Gm Conspiracy

 

Forcing Genetically Modified Foods Into Our Food Supply



It sounded like a great idea:  Eliminate hunger in the world.  But it was simply an altruistic sounding plan to accomplish the transfer of the world’s food supply over to biotech companies and corporations.

The biotech giant, Monsanto was the instigating force behind the idea.  Together with Arthur Anderson Consulting Group, Monsanto executives created a plan whereby all natural seeds in the world would be replaced with GM (genetically modified) counterparts.

On their own, Monsanto couldn’t have pulled this off.  Their ties and influence in government was integral in implementing this strategy.  By the time the proposition was announced at a biotech industry conference in January, 1999, Monsanto and their GM foods were already deeply entrenched in our food supply and governmental policies.

And their plan was clever.  What organization in the U.S. has the power over what appears on our supermarket shelves?  The FDA (Food and Drug Administration).  Attorney Michael Taylor had helped Monsanto draft pro-biotech regulations regarding genetically modified food.  And in 1991 the FDA actually created a new position for Mr. Taylor – Commissioner For Policy.  In this position, he immediately attained major influence on GM food regulation, overseeing the development of government policy.1 

By 1992, Monsanto’s influence on our government had made it to the Presidency.    On May 26, 1992 in the Indian Treaty Room of the Old Executive Building, Vice President Dan Quayle announced the administrations stance on GM foods.  “The reforms we announced today will speed up and simplify the process of bringing better agricultural products, developed through biotech, to consumers, food processors and farmers.  We will ensure that biotech products will receive the same oversight as other products, instead of being hampered by unnecessary regulation.”2

In real terms, “being unhampered by unnecessary regulation” meant that normal testing procedures would either not be done or the results would be ignored.  Steven Druker, a public interest attorney, has studied the FDA’s internal files which reveal intentional ignoring of any negative effects of GM foods.  “During Mr. Taylor’s tenure as Deputy Commissioner, references to the unintended negative effects of bioengineering were progressively deleted from drafts of the policy statement (over the protests of agency scientists), and a final statement was issued claiming (a) that [GM] foods are no riskier than others and (b) that the agency has no information to the contrary.”3

Mr. Taylor continued to be one of Monsanto’s main tools in integrating GM foods into the market.  In 1994, he became the administrator at the Department of Agriculture’s Food Safety and Inspection Service.  And when their governmental influence was well in place, Monsanto brought Mr.

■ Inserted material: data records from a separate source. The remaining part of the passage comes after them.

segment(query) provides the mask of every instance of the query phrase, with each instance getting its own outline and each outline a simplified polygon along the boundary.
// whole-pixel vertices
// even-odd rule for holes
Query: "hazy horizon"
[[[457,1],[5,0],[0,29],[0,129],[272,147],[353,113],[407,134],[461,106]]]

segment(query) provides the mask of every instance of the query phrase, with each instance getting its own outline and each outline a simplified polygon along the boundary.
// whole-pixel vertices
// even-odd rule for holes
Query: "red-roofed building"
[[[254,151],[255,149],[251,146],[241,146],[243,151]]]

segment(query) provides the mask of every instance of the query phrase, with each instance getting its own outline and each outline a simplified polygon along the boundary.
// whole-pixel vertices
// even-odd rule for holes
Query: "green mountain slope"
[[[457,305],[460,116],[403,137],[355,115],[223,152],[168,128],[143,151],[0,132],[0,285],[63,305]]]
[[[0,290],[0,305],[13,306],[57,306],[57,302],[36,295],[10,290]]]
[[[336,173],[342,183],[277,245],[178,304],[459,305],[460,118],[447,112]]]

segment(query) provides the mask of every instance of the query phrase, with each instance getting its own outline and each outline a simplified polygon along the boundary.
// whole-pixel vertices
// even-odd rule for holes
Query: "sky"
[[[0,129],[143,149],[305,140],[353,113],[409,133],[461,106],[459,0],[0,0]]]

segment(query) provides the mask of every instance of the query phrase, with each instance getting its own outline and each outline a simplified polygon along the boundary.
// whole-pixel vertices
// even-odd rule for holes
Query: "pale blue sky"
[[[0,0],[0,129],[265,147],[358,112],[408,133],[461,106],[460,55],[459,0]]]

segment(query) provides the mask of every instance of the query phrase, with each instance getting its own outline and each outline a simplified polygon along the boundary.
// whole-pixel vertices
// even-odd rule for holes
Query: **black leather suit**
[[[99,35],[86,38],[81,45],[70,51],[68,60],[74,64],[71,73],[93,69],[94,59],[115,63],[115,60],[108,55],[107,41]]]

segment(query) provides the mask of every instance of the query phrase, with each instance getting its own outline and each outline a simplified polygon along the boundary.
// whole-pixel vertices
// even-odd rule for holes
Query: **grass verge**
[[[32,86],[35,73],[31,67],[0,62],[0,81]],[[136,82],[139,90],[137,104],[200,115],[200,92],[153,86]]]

Taylor back as their Vice President for Public Policy.


“Just as the magnitude of the industry’s plan was breathtaking, so too are the distortions and cover-ups.”4  According to a biotech consultant, “The hope of the industry is that over time, the market is so flooded that there’s nothing you can do about it.  You just sort of surrender.”5

On May 23, 2003, President Bush proposed an initiative to End Hunger in Africa using GM foods6.  He stated that he was convinced that GM foods “held the key to greater yields, expanded U.S. exports, and a better world.”

  1. Jeffrey M. Smith, Seeds Of Deception, Chelsea Green Publishing Company, Australia, 2003, introduction
  2. Kurt Eichenwald, and others, “Biotechnology Food: Form the Lab to a Debacle,” The New York Times, January 25, 2001
  3. Steve Druker, www.biointegrity.org
  4. Jeffrey M. Smith, Seeds Of Deception, Chelsea Green Publishing Company, Australia, 2003, introduction
  5. Stuart Laidlaw, “StarLink Fallout Could Cost Billions,”  The Toronto Star, Jan. 0, 2001.